Le Vietnam a suivi une chronologie différente mais un voyage tout aussi douloureux. Son indépendance réunifiée le 2 juillet 1976, après la première guerre d’Indochine et la guerre du Vietnam, a coûté la vie à plus d’un million de Vietnamiens. Le pays a souffert d’une profonde pauvreté jusqu’à ce que ses réformes économiques de 1986 déclenchent une transformation rapide ; il se présente aujourd’hui comme l’une des économies les plus dynamiques d’Asie.
L’effondrement de l’Union soviétique en 1991 a fait entrer de nouvelles nations dans la famille mondiale. L’indépendance de l’Ukraine, le 24 août 1991, soutenue par un vote favorable à 92 %, promettait démocratie et réformes. Au lieu de cela, la corruption, la politique oligarchique et une invasion russe à grande échelle en 2022 ont poussé la nation dans une lutte simplement pour survivre.
Les deux derniers pays à rejoindre cette histoire de nouvelles souverainetés qui dure depuis un siècle reflètent à la fois l’espoir et le chagrin. Le Timor oriental, ou Timor-Leste, a obtenu son indépendance de l’Indonésie le 20 mai 2002, après un référendum supervisé par l’ONU et de violentes réactions négatives qui ont fait entre 100 000 et 200 000 morts Timorais sous occupation. Sa jeune démocratie reste fragile, son économie dépendante du pétrole, mais son environnement politique continue de s’améliorer.
Vint ensuite le Soudan du Sud, la nation la plus récente du monde, qui a obtenu son indépendance le 9 juillet 2011 après des décennies de guerre civile au cours de laquelle deux millions de personnes sont mortes. Malgré un vote écrasant de 98,8 % en faveur de la séparation, le pays est retombé dans la guerre civile en 2013, plongeant dans l’extrême pauvreté et dans l’une des pires crises humanitaires au monde.

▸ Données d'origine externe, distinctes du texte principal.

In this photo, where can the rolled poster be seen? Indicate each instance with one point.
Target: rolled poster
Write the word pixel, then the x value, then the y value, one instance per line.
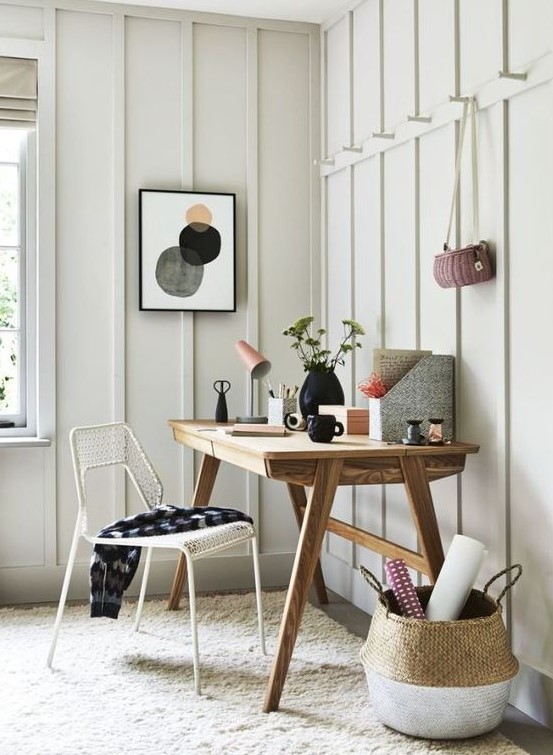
pixel 456 579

Prises ensemble, ces histoires montrent que l’indépendance n’est pas une garantie de stabilité ou de prospérité. C’est simplement le début d’un nouveau chapitre, façonné par le leadership, les ressources, la géographie, la politique mondiale et les tensions non résolues que la liberté met souvent à nu. Certaines nations se sont envolées ; d’autres chancelaient ; beaucoup sont encore en train de trouver leur place. Mais chacun, à sa manière, incarne la vérité profonde et complexe selon laquelle le désir d’autodétermination reste l’une des forces les plus puissantes de l’histoire de l’humanité.